Most Americans Don’t Consider ‘Wokeness’ a Big Problem
A new Yahoo News/YouGov poll finds that fewer consider “wokeness” (41%) a “big problem” in America today than any other option provided, including inflation (74%), breaching the debt ceiling (58%) and border security (58%).
Racism (50%) also outranks wokeness, as do new abortion restrictions (46%) and book banning in schools (47%) — issues on which President Biden plans to focus his reelection bid.
2020 Census Missed Many Non-Citizens
“New results from a U.S. Census Bureau simulation suggests a significant number of noncitizens were missed in the 2020 census, a national head count during which the Trump administration tried but failed to prevent people in the country illegally from being tallied,” the AP reports.
Extinction of the Moderates
Josh Kraushaar: “It’s been a tough start to 2023 for moderates hoping for a return to normalcy in our politics.”
“For all the talk of a No Labels third-party effort, the reality is that politicians —and by extension, many of their constituents — are still in a no-compromise mood.”
How the West Turned Blue
Mark Barabak: “Over the last two decades, the West has gone from a Republican stronghold … into a bastion of Democratic support. The transformation has remade the nation’s political map and reshaped the fight for the White House, helping Democrats win three of the last four presidential elections and offsetting the drift of certain states — Florida, Missouri, Iowa among them — toward the GOP.”
Republicans Push to Change Modern Divorce Laws
Rolling Stone: “Republicans across the country are now reconsidering no-fault divorce. There isn’t a huge mystery behind the campaign: Like the crusades against abortion and contraception, making it more difficult to leave an unhappy marriage is about control.”

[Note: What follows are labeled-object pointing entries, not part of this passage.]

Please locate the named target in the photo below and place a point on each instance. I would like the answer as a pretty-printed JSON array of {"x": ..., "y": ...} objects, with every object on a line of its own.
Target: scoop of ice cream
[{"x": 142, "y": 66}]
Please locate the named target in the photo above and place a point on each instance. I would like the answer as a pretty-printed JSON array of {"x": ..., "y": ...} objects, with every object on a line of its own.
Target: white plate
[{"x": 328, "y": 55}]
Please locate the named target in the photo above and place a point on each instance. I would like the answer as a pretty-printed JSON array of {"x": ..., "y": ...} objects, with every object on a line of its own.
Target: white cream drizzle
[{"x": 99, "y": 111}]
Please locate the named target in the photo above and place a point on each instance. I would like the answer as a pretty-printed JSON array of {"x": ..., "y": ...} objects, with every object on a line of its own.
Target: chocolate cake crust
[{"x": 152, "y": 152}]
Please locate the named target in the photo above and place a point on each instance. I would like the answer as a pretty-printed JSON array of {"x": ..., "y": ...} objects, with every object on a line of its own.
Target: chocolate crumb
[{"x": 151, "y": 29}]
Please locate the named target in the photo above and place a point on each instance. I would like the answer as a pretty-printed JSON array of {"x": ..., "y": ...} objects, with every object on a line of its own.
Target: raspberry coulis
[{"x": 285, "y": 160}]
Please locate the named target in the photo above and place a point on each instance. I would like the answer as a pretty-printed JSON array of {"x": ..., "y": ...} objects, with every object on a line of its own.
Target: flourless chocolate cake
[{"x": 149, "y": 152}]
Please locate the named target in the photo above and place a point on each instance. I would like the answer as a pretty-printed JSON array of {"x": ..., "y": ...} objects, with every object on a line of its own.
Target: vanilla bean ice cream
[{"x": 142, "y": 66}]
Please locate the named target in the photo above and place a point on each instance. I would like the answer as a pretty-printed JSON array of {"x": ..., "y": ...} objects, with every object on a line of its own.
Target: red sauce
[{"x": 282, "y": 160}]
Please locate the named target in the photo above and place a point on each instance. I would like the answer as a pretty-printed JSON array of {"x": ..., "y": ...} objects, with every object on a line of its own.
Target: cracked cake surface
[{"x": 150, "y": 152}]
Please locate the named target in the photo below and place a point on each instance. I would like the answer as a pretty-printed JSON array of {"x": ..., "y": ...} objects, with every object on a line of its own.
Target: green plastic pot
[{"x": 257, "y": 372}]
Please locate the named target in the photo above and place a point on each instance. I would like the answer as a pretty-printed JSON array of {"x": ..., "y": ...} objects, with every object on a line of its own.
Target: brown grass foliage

Americans Take Dim View of the Future
“Americans are in a negative mood about the current state of the country, with large majorities expressing dissatisfaction with the economy and overall national conditions. And when they look toward the not-too-distant future, they see a country that in many respects will be worse than it is today,” according to a new Pew Research Center survey.
“Sizable majorities of U.S. adults say that in 2050 – just over 25 years away – the U.S. economy will be weaker, the United States will be less important in the world, political divisions will be wider and there will be a larger gap between the rich and the poor. Far fewer adults predict positive developments in each of these areas.”
“And when Americans reflect on the country’s past, the present looks worse by comparison. Around six-in-ten (58%) say that life for people like them is worse today than it was 50 years ago.”